In the beginning of November I’m giving a small workshop about text recognition. It’s a general introduction to the topic, but with practical orientation. The main focus will be in an approach where we specifically train or finetune a text recognition model to match some material, so that the results we get are as good as they can be – but mainly within similar type of text. I believe this is something that often works very well in the language documentation context where we have rare transcription systems that are not widely used. We’ll address both printed and handwritten materials.
Participants are more than welcome to come to the workshop with texts that they would like to process. We can together come into an estimation of how much time and effort that kind of data would currently demand. If you think some material is impossible to process, great, let’s look into it – we want to know where the boundaries of impossible are. If you are wondering more what kind of data you want to bring to the workshop, then here are few ideas to think about:
- Do you have rights to process, publish and use that data? The world is full of all kinds of materials, but it often makes most sense to work intensively with materials that we can use, share and republish. Of course, situations and motives vary and are complex, so bring in whatever is important for you and fine in your situation.
- How much similarly structured material is in that dataset? As we create text recognition models that are very specific to individual writing systems and handwritings, we benefit the most from larger consistent collections.

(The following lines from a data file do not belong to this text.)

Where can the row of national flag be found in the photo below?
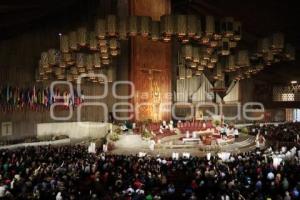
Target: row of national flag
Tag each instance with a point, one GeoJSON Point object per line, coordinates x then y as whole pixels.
{"type": "Point", "coordinates": [39, 99]}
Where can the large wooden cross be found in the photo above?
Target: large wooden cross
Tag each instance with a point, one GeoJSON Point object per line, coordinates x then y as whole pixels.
{"type": "Point", "coordinates": [150, 71]}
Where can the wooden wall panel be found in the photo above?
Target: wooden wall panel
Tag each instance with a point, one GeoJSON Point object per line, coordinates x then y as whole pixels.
{"type": "Point", "coordinates": [151, 66]}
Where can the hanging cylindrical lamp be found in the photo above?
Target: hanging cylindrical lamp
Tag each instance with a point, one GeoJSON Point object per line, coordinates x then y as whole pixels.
{"type": "Point", "coordinates": [225, 51]}
{"type": "Point", "coordinates": [263, 45]}
{"type": "Point", "coordinates": [167, 26]}
{"type": "Point", "coordinates": [269, 57]}
{"type": "Point", "coordinates": [111, 74]}
{"type": "Point", "coordinates": [103, 49]}
{"type": "Point", "coordinates": [218, 30]}
{"type": "Point", "coordinates": [82, 36]}
{"type": "Point", "coordinates": [104, 56]}
{"type": "Point", "coordinates": [97, 60]}
{"type": "Point", "coordinates": [242, 58]}
{"type": "Point", "coordinates": [277, 41]}
{"type": "Point", "coordinates": [89, 62]}
{"type": "Point", "coordinates": [100, 28]}
{"type": "Point", "coordinates": [123, 29]}
{"type": "Point", "coordinates": [80, 59]}
{"type": "Point", "coordinates": [200, 67]}
{"type": "Point", "coordinates": [132, 26]}
{"type": "Point", "coordinates": [93, 41]}
{"type": "Point", "coordinates": [181, 26]}
{"type": "Point", "coordinates": [52, 56]}
{"type": "Point", "coordinates": [196, 55]}
{"type": "Point", "coordinates": [155, 31]}
{"type": "Point", "coordinates": [289, 51]}
{"type": "Point", "coordinates": [44, 60]}
{"type": "Point", "coordinates": [74, 70]}
{"type": "Point", "coordinates": [191, 25]}
{"type": "Point", "coordinates": [228, 31]}
{"type": "Point", "coordinates": [102, 43]}
{"type": "Point", "coordinates": [218, 72]}
{"type": "Point", "coordinates": [69, 77]}
{"type": "Point", "coordinates": [192, 64]}
{"type": "Point", "coordinates": [214, 57]}
{"type": "Point", "coordinates": [60, 76]}
{"type": "Point", "coordinates": [105, 61]}
{"type": "Point", "coordinates": [210, 65]}
{"type": "Point", "coordinates": [198, 73]}
{"type": "Point", "coordinates": [187, 51]}
{"type": "Point", "coordinates": [237, 29]}
{"type": "Point", "coordinates": [73, 41]}
{"type": "Point", "coordinates": [145, 26]}
{"type": "Point", "coordinates": [64, 43]}
{"type": "Point", "coordinates": [203, 62]}
{"type": "Point", "coordinates": [181, 71]}
{"type": "Point", "coordinates": [210, 25]}
{"type": "Point", "coordinates": [61, 63]}
{"type": "Point", "coordinates": [81, 70]}
{"type": "Point", "coordinates": [114, 52]}
{"type": "Point", "coordinates": [189, 73]}
{"type": "Point", "coordinates": [113, 43]}
{"type": "Point", "coordinates": [111, 23]}
{"type": "Point", "coordinates": [58, 71]}
{"type": "Point", "coordinates": [231, 63]}
{"type": "Point", "coordinates": [198, 34]}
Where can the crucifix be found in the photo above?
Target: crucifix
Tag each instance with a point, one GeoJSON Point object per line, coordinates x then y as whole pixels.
{"type": "Point", "coordinates": [155, 90]}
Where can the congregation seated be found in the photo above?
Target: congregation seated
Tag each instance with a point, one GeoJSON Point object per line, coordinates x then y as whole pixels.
{"type": "Point", "coordinates": [70, 172]}
{"type": "Point", "coordinates": [287, 132]}
{"type": "Point", "coordinates": [194, 126]}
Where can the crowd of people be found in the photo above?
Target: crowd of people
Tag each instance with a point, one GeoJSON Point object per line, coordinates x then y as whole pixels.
{"type": "Point", "coordinates": [70, 172]}
{"type": "Point", "coordinates": [287, 132]}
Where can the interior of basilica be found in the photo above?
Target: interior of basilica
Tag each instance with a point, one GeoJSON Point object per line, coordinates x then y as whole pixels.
{"type": "Point", "coordinates": [149, 99]}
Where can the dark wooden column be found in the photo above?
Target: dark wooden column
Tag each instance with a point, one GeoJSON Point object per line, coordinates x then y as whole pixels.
{"type": "Point", "coordinates": [147, 54]}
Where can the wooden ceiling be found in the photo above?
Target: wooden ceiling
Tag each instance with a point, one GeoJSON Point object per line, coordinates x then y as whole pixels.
{"type": "Point", "coordinates": [259, 18]}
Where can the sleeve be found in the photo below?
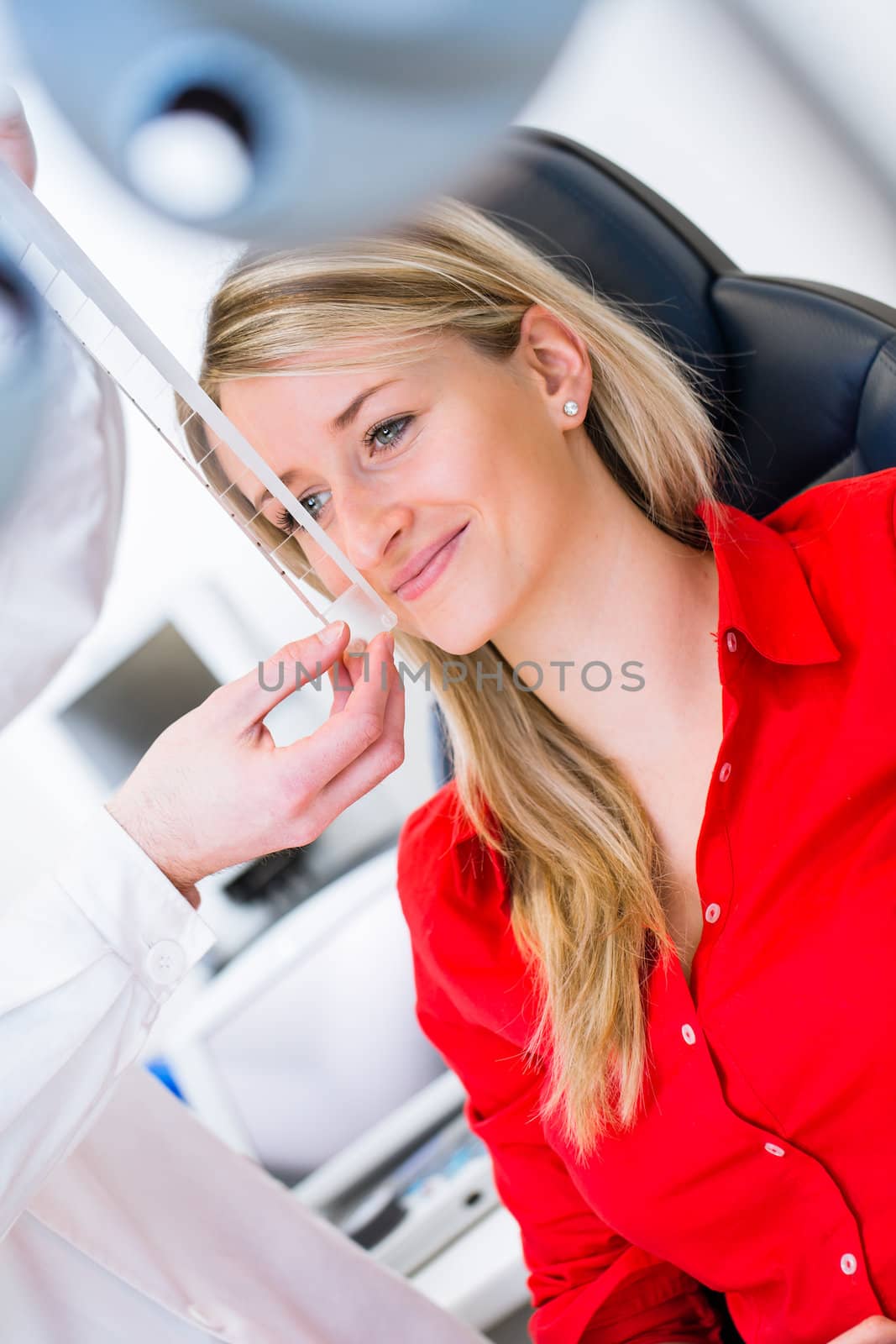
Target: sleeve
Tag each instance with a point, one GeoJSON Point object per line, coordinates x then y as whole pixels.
{"type": "Point", "coordinates": [87, 956]}
{"type": "Point", "coordinates": [587, 1284]}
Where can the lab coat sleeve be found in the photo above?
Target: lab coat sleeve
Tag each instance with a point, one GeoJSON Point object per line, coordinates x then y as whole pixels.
{"type": "Point", "coordinates": [87, 956]}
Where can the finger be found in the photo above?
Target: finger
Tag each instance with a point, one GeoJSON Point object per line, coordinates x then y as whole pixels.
{"type": "Point", "coordinates": [311, 763]}
{"type": "Point", "coordinates": [345, 672]}
{"type": "Point", "coordinates": [16, 141]}
{"type": "Point", "coordinates": [364, 773]}
{"type": "Point", "coordinates": [255, 694]}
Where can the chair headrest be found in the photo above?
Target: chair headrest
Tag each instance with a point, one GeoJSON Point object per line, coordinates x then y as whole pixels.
{"type": "Point", "coordinates": [802, 375]}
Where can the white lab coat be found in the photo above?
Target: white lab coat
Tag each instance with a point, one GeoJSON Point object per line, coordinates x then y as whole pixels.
{"type": "Point", "coordinates": [123, 1220]}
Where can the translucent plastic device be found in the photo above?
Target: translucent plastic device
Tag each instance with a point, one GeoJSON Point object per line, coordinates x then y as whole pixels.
{"type": "Point", "coordinates": [190, 423]}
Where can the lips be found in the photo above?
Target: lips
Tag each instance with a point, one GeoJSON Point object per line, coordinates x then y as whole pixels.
{"type": "Point", "coordinates": [422, 559]}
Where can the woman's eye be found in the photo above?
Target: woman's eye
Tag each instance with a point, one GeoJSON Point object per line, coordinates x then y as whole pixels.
{"type": "Point", "coordinates": [286, 523]}
{"type": "Point", "coordinates": [372, 434]}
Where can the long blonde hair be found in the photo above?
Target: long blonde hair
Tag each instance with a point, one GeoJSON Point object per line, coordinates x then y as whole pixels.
{"type": "Point", "coordinates": [580, 855]}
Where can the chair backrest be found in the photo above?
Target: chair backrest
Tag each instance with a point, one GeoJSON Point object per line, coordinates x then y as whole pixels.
{"type": "Point", "coordinates": [804, 374]}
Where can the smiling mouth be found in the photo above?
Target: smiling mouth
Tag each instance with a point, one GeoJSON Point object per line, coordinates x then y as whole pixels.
{"type": "Point", "coordinates": [432, 569]}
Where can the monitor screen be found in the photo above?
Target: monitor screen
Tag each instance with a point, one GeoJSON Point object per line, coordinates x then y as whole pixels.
{"type": "Point", "coordinates": [123, 714]}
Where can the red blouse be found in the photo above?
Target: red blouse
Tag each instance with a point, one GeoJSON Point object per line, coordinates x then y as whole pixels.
{"type": "Point", "coordinates": [763, 1164]}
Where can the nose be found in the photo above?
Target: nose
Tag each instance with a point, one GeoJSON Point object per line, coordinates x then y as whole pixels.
{"type": "Point", "coordinates": [367, 528]}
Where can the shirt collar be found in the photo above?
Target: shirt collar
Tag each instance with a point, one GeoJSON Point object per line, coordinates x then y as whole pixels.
{"type": "Point", "coordinates": [763, 591]}
{"type": "Point", "coordinates": [763, 595]}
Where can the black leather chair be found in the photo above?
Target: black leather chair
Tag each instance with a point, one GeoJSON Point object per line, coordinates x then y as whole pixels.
{"type": "Point", "coordinates": [804, 374]}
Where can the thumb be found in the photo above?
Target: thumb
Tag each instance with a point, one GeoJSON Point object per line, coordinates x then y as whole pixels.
{"type": "Point", "coordinates": [16, 141]}
{"type": "Point", "coordinates": [288, 669]}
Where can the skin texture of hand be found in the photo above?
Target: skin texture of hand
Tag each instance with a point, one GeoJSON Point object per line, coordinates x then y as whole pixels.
{"type": "Point", "coordinates": [16, 141]}
{"type": "Point", "coordinates": [214, 790]}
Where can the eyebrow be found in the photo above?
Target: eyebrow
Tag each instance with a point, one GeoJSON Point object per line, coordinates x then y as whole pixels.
{"type": "Point", "coordinates": [336, 427]}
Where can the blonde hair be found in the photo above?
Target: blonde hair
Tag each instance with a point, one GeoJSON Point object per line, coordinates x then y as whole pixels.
{"type": "Point", "coordinates": [579, 851]}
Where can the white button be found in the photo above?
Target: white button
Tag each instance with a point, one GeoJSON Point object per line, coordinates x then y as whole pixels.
{"type": "Point", "coordinates": [165, 961]}
{"type": "Point", "coordinates": [196, 1315]}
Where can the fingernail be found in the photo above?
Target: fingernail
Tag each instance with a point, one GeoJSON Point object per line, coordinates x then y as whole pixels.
{"type": "Point", "coordinates": [332, 633]}
{"type": "Point", "coordinates": [9, 101]}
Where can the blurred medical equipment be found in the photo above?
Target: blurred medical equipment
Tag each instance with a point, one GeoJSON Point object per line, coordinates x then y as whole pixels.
{"type": "Point", "coordinates": [289, 120]}
{"type": "Point", "coordinates": [53, 593]}
{"type": "Point", "coordinates": [305, 1054]}
{"type": "Point", "coordinates": [194, 427]}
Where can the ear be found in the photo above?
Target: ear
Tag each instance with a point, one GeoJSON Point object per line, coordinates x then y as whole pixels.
{"type": "Point", "coordinates": [558, 360]}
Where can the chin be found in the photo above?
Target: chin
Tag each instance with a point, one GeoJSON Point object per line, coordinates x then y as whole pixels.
{"type": "Point", "coordinates": [453, 638]}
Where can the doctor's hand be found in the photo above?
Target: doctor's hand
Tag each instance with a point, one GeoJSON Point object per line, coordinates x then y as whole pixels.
{"type": "Point", "coordinates": [214, 790]}
{"type": "Point", "coordinates": [16, 141]}
{"type": "Point", "coordinates": [873, 1330]}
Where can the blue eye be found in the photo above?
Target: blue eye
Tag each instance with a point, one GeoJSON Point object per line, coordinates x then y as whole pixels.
{"type": "Point", "coordinates": [286, 523]}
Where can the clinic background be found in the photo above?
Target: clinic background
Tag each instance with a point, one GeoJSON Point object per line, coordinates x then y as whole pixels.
{"type": "Point", "coordinates": [768, 127]}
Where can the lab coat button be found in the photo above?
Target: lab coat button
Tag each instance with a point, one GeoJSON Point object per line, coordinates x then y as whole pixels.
{"type": "Point", "coordinates": [165, 961]}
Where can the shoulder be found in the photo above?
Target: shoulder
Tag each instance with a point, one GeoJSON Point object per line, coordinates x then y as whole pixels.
{"type": "Point", "coordinates": [443, 858]}
{"type": "Point", "coordinates": [859, 508]}
{"type": "Point", "coordinates": [844, 537]}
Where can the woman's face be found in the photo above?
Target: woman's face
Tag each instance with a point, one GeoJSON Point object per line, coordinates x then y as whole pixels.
{"type": "Point", "coordinates": [452, 447]}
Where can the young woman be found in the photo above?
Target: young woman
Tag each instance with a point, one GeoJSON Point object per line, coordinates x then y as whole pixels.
{"type": "Point", "coordinates": [653, 911]}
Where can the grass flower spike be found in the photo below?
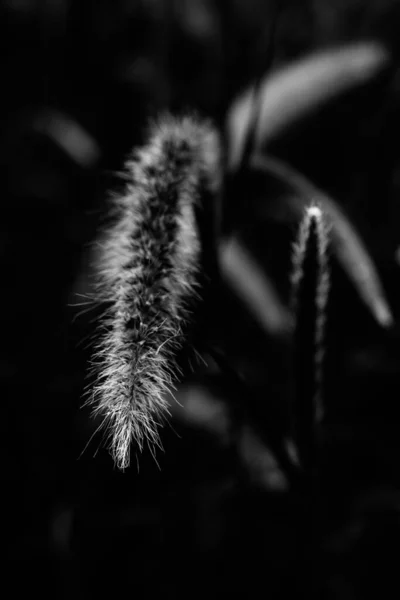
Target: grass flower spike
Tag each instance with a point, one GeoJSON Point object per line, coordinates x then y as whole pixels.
{"type": "Point", "coordinates": [310, 281]}
{"type": "Point", "coordinates": [149, 268]}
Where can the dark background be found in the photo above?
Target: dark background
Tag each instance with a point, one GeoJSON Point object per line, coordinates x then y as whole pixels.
{"type": "Point", "coordinates": [79, 80]}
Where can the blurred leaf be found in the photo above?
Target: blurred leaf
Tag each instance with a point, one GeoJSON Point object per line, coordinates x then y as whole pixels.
{"type": "Point", "coordinates": [298, 89]}
{"type": "Point", "coordinates": [253, 287]}
{"type": "Point", "coordinates": [69, 135]}
{"type": "Point", "coordinates": [346, 243]}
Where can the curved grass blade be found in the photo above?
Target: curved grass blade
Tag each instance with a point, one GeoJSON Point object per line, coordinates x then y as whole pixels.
{"type": "Point", "coordinates": [298, 89]}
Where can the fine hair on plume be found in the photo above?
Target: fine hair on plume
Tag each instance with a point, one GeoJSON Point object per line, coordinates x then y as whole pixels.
{"type": "Point", "coordinates": [149, 269]}
{"type": "Point", "coordinates": [310, 289]}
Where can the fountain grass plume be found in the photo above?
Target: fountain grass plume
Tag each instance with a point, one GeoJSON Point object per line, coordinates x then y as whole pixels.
{"type": "Point", "coordinates": [149, 269]}
{"type": "Point", "coordinates": [310, 288]}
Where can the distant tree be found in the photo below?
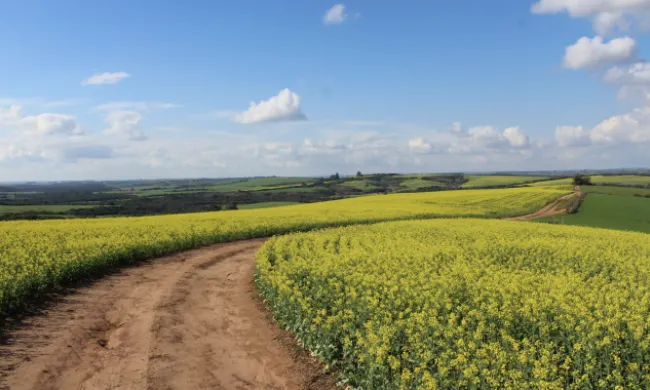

- Does your text contain crazy diacritics and idiosyncratic characters? Great, bring it in!
I think we will focus quite a bit to the Transkribus platform, as it can be used very easily and effectively with both handwritten and printed materials. And the current online editor is so good that that it makes everything very accessible and easy to organize. At the same time the software is not totally open source, and users have only limited amount of free credits to recognize pages, so it isn’t perfect. But what would be. It’s still an excellent tool with a vibrant user community.
Calamari is another lovely open source tool to create text recognition models, and we will discuss it briefly. I use it a lot, but all workflows I’ve come up with it are pretty technical and complicated, so I don’t know how well that fits to a workshop. But we use it to explain how these text recognitions work internally (they are all pretty similar in the end).
We will discuss a bit Tesseract, just so we are familiar with it. Tesseract has pretty good layout detection engine for printed texts, which is often useful (especially when used with Calamari that just works with lines).
One toolset we will not discuss is Larex, which is apparently really good for printed texts, but I just haven’t used it myself yet. If someone knows about it, please join us and share that knowledge!
Questions
Just post into this thread if you have some questions or would like us to focus into something specific. You can also post examples of your data here. I add here few examples from my work just to get us started.
Examples
We are getting currently about 93% accuracy with M.A. Castrén’s manuscripts. There are about 10,000 pages in this collection. This page contains Tundra Nenets, Russian and Swedish. Image taken from Manuscripta Castreniana project.
What it comes to Komi texts in Syrjänische Texte series, the OCR results are now almost perfect, and we plan to get first three books proofread during this year. The series contains five books, but the two latter ones we already have as digital files from late 90s and early 2000s (with the technical issues the readers on this site can probably imagine!). You can see that the diacritics are really nicely where they are supposed to be!